This study addresses the challenge of limited onboard energy allocation between propulsion and communication in high-altitude platform (HAP)-enabled 6G networks. Existing approaches often neglect propulsion energy consumption or rely on oversimplified models, leading to inaccurate communication power budgets and degraded beamforming performance. To overcome this, the work introduces a generative AI agent to construct a precise propulsion power consumption model under aerodynamic disturbances and jointly optimizes communication beamforming through a novel QoS-aware energy-efficient (Q3E) algorithm. The proposed framework enables cross-domain co-modeling and co-optimization across aerodynamics, propulsion, and communication subsystems. Simulation results demonstrate that the developed model significantly improves propulsion power estimation accuracy, while the Q3E algorithm substantially enhances system energy efficiency without compromising user quality of service.

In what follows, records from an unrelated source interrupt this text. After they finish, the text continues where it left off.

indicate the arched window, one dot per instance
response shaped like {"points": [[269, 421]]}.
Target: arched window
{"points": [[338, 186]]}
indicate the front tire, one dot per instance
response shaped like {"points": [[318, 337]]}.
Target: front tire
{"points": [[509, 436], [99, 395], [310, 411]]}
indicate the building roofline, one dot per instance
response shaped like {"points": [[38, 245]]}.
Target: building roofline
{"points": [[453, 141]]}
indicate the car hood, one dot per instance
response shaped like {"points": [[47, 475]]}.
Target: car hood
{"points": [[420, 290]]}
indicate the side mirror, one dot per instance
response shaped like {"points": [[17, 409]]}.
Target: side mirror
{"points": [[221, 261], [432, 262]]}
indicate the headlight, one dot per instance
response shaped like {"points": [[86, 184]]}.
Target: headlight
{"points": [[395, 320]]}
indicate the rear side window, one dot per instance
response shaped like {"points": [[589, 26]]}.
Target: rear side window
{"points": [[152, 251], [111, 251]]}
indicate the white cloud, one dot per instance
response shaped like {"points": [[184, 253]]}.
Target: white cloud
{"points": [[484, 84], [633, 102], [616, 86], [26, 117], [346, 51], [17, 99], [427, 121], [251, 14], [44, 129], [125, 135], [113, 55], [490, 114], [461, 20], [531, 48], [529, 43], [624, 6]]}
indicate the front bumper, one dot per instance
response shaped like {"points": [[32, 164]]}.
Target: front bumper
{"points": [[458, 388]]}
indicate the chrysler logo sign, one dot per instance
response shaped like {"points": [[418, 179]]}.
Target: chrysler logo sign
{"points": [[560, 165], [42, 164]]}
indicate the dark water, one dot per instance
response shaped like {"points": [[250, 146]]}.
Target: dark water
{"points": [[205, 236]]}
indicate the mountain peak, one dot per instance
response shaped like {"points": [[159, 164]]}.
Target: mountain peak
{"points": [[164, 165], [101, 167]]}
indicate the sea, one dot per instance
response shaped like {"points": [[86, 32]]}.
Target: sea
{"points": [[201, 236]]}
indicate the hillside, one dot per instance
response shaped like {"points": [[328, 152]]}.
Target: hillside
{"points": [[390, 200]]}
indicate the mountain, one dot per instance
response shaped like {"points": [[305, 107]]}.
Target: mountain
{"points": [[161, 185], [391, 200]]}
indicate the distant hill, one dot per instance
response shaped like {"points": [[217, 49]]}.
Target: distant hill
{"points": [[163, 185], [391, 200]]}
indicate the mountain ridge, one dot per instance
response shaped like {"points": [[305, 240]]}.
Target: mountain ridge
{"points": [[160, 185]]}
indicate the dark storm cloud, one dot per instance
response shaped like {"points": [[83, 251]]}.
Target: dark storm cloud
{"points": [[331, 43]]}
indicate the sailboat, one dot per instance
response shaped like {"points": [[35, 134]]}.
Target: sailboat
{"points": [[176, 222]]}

High altitude platforms (HAPs) are emerging as a key enabler for 6G coverage, yet limited energy must be split between propulsion and communications. Most prior HAP studies ignore propulsion power or rely on surrogates that miss hull-propeller interference, leading to misestimated communication power budgets and degraded beamforming. More importantly, HAP power allocation is intrinsically a multi-system, multidisciplinary problem in which aerodynamics, propulsion-system efficiency, and communication-system performance (quality of service (QoS) and energy efficiency (EE)) are tightly coupled.To address these challenges, this paper designs an interactive generative artificial intelligence (AI)-empowered HAP power allocation agent.By interacting with the AI agent, we develop an accurate propulsion power consumption model that takes into account the aerodynamic interference between the HAP's hull and the propeller. Assisted by the AI agent, we further formulate a HAP beamforming problem to improve user QoS and enhance the EE of the HAP communication system.This paper also proposes a QoS-enhanced energy-efficient (Q3E) beamforming algorithm to solve the formulated problem.Simulation results demonstrate the accuracy of the propulsion-power model and the effectiveness of the Q3E algorithm.